Specific to the acne —
- Whiteheads & Blackheads- Since this type of acne is considered mild, OTC products that contain ingredients such as salicylic acid, benzoyl peroxide, and retinol should do the trick. These products work by killing bacteria, drying excess oil, and forcing the skin to shed dead skin cells.
- Cystic acne- Antibiotic tablets (oral antibiotics) are usually used in combination with a topical treatment (retinoids) to treat more severe acne.
Lay off the drying acne treatments – since this cystic acne happens underneath the skin’s surface, it is likely that you will be drying out the surrounding skin area before it gets to the cyst, thereby irritating the surrounding area and exacerbating the infection. Instead apply a serum that can be absorbed like iS Clinical Pro-heal serum Advance and layer a balm like Elizabeth Arden Eight Hour Cream over it to “force the product in” like a medical occlusion.
Cortisone Shot – inject the pimple with cortisone, a steroid that reduces inflammation under the skin and shrinks swelling around the infection. Within six hours the pimple should be gone.
- T-zone acne-Whiteheads are typically what is found on the t-zone area so OTC products that contain salicylic acid, benzoyl peroxide, and retinol should clear this type of acne.
- Hormonal acne-For women, oral contraception should balance your hormone levels and essentially clear your skin. If not, Co-cyprindiol is a hormonal treatment that can be used for more severe acne that doesn’t respond to antibiotics. It helps to reduce the production of sebum.

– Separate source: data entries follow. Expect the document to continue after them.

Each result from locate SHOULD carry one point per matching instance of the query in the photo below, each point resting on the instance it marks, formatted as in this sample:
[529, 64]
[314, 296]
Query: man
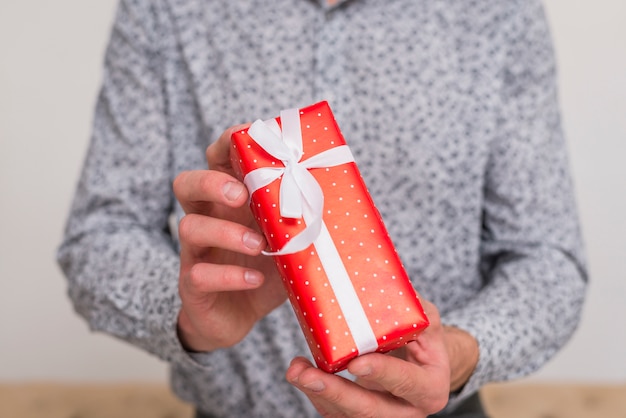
[450, 109]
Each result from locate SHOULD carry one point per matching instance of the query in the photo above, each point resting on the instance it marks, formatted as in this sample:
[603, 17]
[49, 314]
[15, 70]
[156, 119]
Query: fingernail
[315, 386]
[232, 190]
[362, 371]
[252, 277]
[252, 240]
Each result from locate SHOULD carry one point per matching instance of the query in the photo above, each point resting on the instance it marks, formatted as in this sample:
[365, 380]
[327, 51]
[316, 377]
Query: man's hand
[224, 285]
[412, 382]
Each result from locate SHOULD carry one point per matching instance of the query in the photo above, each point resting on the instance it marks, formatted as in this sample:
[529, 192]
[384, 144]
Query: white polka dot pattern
[359, 235]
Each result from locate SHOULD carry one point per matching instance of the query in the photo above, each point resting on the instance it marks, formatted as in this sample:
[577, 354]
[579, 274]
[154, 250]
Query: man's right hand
[225, 285]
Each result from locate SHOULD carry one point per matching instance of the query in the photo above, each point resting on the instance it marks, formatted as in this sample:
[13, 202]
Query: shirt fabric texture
[450, 109]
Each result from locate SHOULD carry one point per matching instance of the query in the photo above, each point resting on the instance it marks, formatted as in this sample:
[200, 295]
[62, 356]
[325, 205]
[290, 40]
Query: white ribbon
[301, 196]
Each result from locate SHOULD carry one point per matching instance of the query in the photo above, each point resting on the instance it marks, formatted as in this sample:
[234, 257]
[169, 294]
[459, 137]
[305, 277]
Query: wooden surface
[49, 400]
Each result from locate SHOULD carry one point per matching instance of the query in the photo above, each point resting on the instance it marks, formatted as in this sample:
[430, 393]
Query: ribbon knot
[300, 195]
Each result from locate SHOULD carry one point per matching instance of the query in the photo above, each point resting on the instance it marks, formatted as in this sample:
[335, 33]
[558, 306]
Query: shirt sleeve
[531, 256]
[117, 253]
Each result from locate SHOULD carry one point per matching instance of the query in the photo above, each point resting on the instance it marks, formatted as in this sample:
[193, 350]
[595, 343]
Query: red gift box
[343, 275]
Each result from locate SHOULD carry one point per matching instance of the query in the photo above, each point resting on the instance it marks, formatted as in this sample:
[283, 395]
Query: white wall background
[50, 60]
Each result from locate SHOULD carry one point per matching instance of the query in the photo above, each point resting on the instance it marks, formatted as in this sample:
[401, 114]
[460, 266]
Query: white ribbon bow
[300, 194]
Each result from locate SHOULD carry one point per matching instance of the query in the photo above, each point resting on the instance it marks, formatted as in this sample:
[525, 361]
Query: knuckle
[178, 182]
[404, 388]
[196, 279]
[186, 227]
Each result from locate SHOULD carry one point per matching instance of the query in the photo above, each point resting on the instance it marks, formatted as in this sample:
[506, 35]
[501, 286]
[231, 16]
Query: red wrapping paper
[375, 271]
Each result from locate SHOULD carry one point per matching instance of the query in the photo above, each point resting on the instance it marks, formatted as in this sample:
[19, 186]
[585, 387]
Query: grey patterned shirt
[450, 109]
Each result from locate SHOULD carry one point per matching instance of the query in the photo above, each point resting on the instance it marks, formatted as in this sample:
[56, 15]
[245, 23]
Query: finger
[218, 153]
[198, 233]
[335, 396]
[396, 376]
[196, 189]
[205, 278]
[424, 385]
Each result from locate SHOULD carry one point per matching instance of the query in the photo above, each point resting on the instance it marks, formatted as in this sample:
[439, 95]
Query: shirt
[451, 111]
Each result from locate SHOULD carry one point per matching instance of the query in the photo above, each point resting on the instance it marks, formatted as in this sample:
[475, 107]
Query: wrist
[463, 354]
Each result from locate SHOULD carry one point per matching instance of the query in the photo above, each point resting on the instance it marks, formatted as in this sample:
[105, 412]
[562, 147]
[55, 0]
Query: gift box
[344, 278]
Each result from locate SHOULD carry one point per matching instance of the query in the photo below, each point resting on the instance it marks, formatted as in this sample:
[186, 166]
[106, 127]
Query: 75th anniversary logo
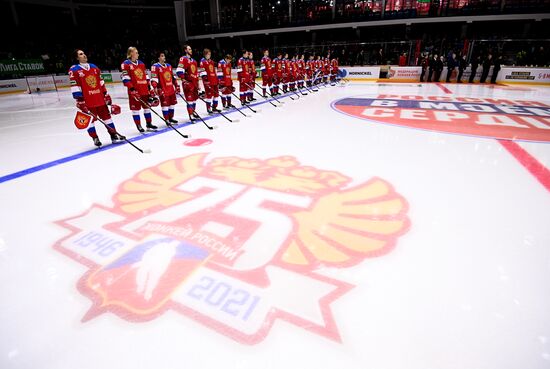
[232, 243]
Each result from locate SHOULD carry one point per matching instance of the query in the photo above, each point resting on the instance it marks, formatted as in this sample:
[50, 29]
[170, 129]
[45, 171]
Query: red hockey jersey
[224, 73]
[86, 83]
[187, 70]
[266, 66]
[162, 77]
[207, 71]
[135, 76]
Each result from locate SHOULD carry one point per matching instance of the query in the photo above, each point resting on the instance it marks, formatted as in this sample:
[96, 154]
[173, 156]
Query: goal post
[41, 83]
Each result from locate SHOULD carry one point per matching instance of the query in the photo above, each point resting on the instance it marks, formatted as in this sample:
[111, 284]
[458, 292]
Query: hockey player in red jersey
[286, 73]
[252, 82]
[209, 75]
[135, 78]
[88, 89]
[188, 72]
[310, 70]
[333, 69]
[166, 85]
[319, 69]
[301, 68]
[225, 81]
[266, 66]
[292, 73]
[278, 72]
[244, 76]
[326, 68]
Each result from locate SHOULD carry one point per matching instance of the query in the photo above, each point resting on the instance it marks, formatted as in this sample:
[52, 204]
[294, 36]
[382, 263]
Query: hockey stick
[161, 117]
[238, 98]
[143, 151]
[222, 114]
[270, 94]
[198, 116]
[301, 90]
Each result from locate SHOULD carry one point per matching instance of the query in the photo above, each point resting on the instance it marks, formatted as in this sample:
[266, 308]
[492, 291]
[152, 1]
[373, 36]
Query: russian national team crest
[476, 116]
[235, 244]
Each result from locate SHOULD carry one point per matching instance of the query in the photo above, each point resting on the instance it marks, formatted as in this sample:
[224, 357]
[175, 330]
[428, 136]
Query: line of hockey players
[279, 75]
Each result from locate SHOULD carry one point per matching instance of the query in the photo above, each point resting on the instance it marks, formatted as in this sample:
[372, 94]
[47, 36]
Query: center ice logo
[233, 243]
[476, 116]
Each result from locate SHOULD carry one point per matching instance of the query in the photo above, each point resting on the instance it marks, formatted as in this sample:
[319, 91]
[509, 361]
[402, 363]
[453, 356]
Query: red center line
[535, 167]
[445, 89]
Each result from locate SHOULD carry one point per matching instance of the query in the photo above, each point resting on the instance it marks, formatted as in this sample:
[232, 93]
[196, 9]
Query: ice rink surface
[382, 226]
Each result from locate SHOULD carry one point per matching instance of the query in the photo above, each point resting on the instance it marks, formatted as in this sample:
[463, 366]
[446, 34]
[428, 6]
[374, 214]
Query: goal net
[41, 83]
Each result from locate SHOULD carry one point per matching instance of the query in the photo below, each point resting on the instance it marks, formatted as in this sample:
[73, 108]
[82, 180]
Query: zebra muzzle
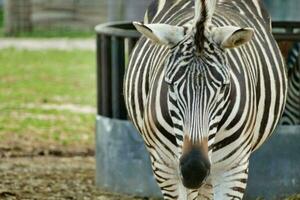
[194, 165]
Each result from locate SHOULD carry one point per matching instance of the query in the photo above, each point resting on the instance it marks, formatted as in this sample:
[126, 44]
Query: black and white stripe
[232, 99]
[291, 114]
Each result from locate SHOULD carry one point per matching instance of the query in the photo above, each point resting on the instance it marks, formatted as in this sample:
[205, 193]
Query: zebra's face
[198, 82]
[197, 73]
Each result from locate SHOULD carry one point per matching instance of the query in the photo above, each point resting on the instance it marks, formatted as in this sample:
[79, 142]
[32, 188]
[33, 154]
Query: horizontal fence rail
[116, 40]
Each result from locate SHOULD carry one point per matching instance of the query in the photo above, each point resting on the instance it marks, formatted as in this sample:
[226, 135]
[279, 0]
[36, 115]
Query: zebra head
[197, 72]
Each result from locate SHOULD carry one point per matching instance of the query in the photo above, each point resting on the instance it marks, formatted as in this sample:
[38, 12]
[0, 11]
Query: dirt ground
[37, 173]
[53, 178]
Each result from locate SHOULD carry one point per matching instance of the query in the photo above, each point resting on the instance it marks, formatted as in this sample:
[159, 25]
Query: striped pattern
[291, 114]
[235, 98]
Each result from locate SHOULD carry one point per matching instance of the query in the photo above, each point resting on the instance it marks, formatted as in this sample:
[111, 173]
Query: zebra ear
[161, 33]
[231, 36]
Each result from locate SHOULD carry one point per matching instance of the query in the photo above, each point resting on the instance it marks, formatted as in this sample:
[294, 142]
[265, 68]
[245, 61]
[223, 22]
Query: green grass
[31, 80]
[1, 21]
[54, 33]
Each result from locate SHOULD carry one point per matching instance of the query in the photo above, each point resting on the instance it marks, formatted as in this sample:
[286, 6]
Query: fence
[25, 15]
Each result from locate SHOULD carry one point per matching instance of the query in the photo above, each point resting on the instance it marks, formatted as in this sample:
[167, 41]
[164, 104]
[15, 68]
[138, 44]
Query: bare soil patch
[47, 177]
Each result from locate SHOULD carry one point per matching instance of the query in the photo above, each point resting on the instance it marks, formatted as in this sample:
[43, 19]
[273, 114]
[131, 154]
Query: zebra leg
[231, 184]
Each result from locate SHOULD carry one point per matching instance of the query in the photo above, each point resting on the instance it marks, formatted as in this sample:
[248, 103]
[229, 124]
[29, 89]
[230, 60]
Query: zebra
[291, 114]
[205, 86]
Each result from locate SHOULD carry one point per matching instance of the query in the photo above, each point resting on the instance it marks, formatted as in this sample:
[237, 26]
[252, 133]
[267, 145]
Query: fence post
[17, 16]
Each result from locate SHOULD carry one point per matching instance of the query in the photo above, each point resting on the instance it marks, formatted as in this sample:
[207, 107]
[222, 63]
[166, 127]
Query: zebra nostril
[194, 169]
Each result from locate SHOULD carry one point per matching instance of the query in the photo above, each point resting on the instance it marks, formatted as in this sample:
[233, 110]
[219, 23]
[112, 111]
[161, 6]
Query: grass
[48, 32]
[32, 80]
[1, 20]
[57, 32]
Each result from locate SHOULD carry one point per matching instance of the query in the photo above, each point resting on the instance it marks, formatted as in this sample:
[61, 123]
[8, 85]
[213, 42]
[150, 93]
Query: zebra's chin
[194, 164]
[194, 169]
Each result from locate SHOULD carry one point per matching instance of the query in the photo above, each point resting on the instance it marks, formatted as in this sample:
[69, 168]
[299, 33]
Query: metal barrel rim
[119, 29]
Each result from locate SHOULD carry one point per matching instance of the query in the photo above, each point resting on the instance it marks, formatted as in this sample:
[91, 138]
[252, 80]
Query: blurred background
[83, 15]
[48, 93]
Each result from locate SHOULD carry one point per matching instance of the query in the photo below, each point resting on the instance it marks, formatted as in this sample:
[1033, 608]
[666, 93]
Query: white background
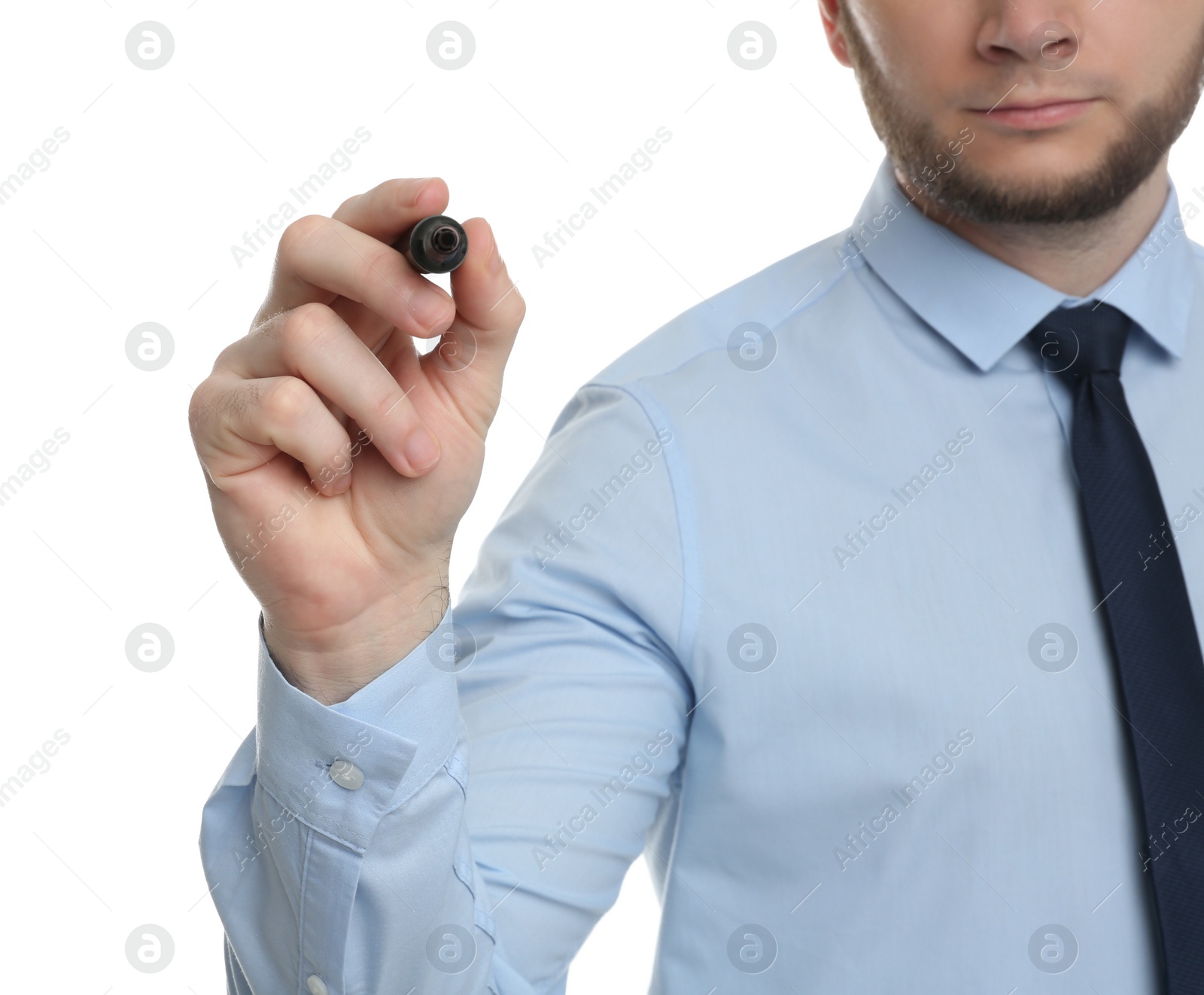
[134, 222]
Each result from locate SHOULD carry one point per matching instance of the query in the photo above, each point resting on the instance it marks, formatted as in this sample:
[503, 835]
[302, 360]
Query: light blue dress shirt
[796, 604]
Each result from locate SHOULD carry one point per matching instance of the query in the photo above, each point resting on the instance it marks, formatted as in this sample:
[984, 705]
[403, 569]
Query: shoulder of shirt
[784, 289]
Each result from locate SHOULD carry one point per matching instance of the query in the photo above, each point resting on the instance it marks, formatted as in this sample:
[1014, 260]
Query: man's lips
[1031, 117]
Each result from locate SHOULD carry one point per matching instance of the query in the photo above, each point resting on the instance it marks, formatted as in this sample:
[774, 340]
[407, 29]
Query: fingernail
[421, 451]
[430, 306]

So at what point do you see a doctor?
- A dermatologist can help diagnose and treat your condition, typically with an oral medication. Acne scars may need treatment as well, often with a procedure like microdermabrasion to remove the damaged layers of skin.
- Unlike normal acne, cystic acne lives under the skin, so they don’t have openings making it difficult to “pop”. They also require special care because it is a deep inflammation, it is possible that they can leave scars if left untreated or if treated incorrectly, pitting can result.